Some members of the population are systematically excluded, leading to a non-representative sample. (p. 12)

Convenience Sampling

Samples are selected based on ease of access and availability. This method is prone to selection bias and limits generalizability.

Quota Sampling

The researcher sets quotas for specific subgroups to ensure representation, but selection within those subgroups is non-random (by convenience). This can introduce bias.

Snowball Sampling

Existing study subjects recruit future subjects from among their acquaintances. This is useful for hard-to-reach populations.

Purposive Sampling

Also known as judgmental sampling, participants are selected based on specific desirable characteristics, expertise, or qualities. This method is subjective and may not represent the population.

Sampling Distribution

The sampling distribution is the probability distribution of a statistic (e.g., the sample mean) obtained through a large number of samples drawn from a specific population. It provides insights into the variability and reliability of the statistic. This is compared to the population distribution to understand how well the sample represents the population.

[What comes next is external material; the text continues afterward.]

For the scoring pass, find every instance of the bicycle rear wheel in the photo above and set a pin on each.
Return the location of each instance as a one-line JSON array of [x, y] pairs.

Distribution of Sample Means

• The sampling distribution of the sample mean is the probability distribution of all possible sample means from a population.
• The mean of this distribution is equal to the population mean (${\mu }_{\bar{x}}=\mu$).
• Standard Error (SE): The standard deviation of the sampling distribution. It indicates the precision of the sample mean as an estimate of the population mean. (p. 15) $S{E}_{sample}=\frac{S{D}_{sample}}{\sqrt{n_{sample}}}$

Central Limit Theorem

• For a sufficiently large sample size (typically $n\ge 30$), the sampling distribution of the sample mean will be approximately normally distributed, regardless of the population’s distribution. (p. 16)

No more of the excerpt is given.